Diese Begründung des VGH ist wenig überzeugend. Eine stationäre Pflegeeinrichtung ist keine Intensivstation, in der der Krisenmodus der Normalmodus ist und die Fachkräfte dem jederzeit drohenden Notfall sofort entgegentreten. Und auch die Fachkräfte in einer Pflegeeinrichtung sind einmal in einer Pause oder in einer Online-Schulung, nehmen an einer Dienstbesprechung teil, begleiten den Praxisbesuch im Rahmen einer Ausbildung oder sind schlicht auf Toilette. Während dieser Zeiten sind die Fachkräfte nicht in der Form auf dem Wohnbereich verfügbar, wie der VGH die AVPfleWoqG versteht. Entscheidend ist, dass in einem Notfall eine Fachkraft schnell gerufen werden kann – und das kann ohne weiteres auch die Einrichtungsleitung sein (wenn sie Pflegefachkraft ist). Die Einrichtungsleitung muss in der hier entscheidenden halben Stunde nicht über die Wohnbereiche gehen und Präsenz zeigen. Sie kann weiterhin ihren administrativen Aufgaben nachgehen. Es genügt, sie im Notfall zu rufen.

Lange fehlte ein wissenschaftlich begründetes Personalbemessungssystem für die stationäre Langzeitpflege. Je weniger eine sachliche Begründung für eine Personalmenge und das Verhältnis zwischen Fach- und Hilfskräften vorhanden war, desto stärker klammerten sich Verwaltungsbehörden und Gerichte an die in den 90er Jahren ohne sachlichen Grund, sondern einfach nur als politischer Kompromiss eingeführte Fachkraftquote. Vom Formelkompromiss der Politik zum heiligen Gral der Heimaufsichten – die Fachkraftquote hat eine erstaunliche Karriere gemacht. Doch damit ist es vorbei: Seit dem 20. Juli 2021 hat das Personalbemessungssystem nach Rothgang Eingang in die Textfassung des § 113a SGB XI gefunden. Lange nur als Zukunftsvision, seit dem 1. Juli 2023 jedoch verbindlich. Der VGH München hat drei Monate vor diesem Datum entschieden.

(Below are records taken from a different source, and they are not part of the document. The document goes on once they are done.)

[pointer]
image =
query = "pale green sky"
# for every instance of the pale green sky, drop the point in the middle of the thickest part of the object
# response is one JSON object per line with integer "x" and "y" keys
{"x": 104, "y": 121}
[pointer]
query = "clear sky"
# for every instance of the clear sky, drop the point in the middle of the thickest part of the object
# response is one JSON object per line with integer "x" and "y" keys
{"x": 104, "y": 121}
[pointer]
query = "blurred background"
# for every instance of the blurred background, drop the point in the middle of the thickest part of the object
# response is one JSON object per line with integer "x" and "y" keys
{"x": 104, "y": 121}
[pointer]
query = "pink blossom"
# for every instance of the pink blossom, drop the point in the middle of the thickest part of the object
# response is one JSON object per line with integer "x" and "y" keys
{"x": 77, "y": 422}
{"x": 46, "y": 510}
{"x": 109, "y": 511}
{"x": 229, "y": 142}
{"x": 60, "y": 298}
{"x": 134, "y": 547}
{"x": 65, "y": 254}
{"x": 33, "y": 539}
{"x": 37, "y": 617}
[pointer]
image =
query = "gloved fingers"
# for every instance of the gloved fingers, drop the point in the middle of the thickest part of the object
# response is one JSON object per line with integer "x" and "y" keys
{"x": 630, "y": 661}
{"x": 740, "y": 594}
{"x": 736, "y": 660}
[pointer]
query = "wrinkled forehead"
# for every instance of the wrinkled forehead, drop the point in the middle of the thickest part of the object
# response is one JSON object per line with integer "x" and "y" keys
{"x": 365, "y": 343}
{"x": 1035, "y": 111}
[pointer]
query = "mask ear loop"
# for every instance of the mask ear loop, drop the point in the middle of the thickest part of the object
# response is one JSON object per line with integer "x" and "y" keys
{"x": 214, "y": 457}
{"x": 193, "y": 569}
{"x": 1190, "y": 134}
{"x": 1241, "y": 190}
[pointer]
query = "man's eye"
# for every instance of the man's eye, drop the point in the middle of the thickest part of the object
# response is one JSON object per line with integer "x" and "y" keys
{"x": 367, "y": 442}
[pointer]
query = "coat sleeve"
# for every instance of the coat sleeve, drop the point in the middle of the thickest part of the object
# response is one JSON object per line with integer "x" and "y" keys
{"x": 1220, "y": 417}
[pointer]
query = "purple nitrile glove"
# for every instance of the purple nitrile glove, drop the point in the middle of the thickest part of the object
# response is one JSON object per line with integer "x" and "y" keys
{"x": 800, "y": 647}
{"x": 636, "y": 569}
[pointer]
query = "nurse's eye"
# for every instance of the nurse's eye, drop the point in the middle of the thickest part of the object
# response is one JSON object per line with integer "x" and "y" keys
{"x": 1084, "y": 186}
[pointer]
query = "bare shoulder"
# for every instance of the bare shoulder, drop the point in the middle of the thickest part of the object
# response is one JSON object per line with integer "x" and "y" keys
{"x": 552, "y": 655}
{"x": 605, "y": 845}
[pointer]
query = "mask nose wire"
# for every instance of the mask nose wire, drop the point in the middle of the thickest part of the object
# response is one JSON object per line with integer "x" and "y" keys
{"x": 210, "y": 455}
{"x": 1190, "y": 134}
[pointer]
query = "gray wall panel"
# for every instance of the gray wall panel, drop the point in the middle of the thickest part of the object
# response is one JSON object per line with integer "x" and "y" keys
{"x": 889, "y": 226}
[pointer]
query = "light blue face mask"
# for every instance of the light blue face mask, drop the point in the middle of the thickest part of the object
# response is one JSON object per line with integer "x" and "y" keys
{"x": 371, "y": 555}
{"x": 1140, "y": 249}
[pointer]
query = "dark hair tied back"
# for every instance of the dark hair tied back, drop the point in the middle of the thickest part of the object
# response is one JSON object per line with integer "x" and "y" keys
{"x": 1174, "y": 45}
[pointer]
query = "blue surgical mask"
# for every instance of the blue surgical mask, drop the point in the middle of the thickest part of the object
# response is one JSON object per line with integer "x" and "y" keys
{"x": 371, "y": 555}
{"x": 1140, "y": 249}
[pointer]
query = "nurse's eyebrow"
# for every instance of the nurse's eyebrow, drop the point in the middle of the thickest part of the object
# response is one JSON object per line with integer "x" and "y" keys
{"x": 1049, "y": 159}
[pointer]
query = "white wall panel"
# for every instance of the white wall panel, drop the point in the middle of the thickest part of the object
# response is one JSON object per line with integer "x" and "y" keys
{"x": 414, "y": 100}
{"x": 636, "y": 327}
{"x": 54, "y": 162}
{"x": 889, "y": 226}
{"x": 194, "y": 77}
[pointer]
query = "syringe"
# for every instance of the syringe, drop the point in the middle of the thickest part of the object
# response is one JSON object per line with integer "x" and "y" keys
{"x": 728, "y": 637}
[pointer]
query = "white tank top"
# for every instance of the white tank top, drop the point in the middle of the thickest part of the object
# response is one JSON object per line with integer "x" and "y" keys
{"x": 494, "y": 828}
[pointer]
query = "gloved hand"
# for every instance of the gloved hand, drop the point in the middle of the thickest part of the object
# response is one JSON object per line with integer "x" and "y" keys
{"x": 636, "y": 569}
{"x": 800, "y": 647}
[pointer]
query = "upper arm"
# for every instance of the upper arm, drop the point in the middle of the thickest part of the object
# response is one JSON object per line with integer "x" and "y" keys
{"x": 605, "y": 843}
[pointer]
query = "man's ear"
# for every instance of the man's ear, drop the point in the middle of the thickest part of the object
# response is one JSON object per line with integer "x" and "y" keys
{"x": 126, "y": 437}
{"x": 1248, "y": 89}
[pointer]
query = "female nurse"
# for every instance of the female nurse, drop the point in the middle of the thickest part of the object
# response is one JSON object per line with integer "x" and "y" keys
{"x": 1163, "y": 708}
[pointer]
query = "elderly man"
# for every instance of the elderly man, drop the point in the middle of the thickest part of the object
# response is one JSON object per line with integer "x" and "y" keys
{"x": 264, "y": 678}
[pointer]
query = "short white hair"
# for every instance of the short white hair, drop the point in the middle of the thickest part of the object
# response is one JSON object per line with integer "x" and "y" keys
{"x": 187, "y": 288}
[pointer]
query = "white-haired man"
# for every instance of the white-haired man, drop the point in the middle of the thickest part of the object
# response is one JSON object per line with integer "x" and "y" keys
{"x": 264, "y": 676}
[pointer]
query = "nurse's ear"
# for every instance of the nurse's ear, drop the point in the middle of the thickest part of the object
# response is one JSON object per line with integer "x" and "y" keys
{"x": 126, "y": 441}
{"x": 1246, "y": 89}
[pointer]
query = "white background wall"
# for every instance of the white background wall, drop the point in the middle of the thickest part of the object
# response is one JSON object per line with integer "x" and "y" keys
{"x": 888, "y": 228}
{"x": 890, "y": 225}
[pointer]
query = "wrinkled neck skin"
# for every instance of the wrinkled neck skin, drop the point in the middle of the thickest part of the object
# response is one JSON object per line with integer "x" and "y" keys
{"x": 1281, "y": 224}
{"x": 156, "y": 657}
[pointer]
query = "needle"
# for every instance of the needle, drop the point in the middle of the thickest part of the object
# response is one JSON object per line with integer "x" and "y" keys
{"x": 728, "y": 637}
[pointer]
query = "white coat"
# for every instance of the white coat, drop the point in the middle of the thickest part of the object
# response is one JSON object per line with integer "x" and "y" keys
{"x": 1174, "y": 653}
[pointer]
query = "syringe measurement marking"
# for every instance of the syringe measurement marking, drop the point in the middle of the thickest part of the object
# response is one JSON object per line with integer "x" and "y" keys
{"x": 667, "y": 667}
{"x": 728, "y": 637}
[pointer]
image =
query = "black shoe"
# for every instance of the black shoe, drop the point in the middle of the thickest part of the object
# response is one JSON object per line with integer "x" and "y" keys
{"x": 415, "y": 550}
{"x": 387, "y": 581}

Damit ist der Beschluss des VGH München heute schon nicht mehr aktuell. Bei nächster Gelegenheit sollte er korrigiert werden, sei es durch ein divergierendes Urteil oder das Tätigwerden der Gesetzgeber. (Die Fachkraftquoten finden sich – noch – in den Landesheimgesetzen, werden aber durch § 113c SGB XI obsolet.)


Fazit

Angesichts des Fachkräftemangels wirkt der Beschluss seltsam aus der Zeit gefallen. Die Forderungen des VGH München erscheinen wie purer Luxus. Wer die Forderungen um jeden Preis halten möchte, wird das Angebot verknappen. Die Gesetzgebung hatte sich mit Rothgang eigentlich auf einen anderen Weg gemacht. Für die Praxis heißt das: Wenn es eng wird mit der Fachkraftbesetzung, wird man die Einrichtungsleitung (sofern Pflegefachkraft) wie die Pflegedienstleitung mitzählen können, wenn die ordnungsrechtlichen Vorgaben kurzfristig aufgefüllt werden müssen (wie hier für eine halbe Stunde). Ganz normal zählen Einrichtungsleitung und Pflegedienstleitung mit, wenn sie normale Dienste übernehmen, was mittlerweile (Stichwort Fachkräftemangel) oft vorkommt.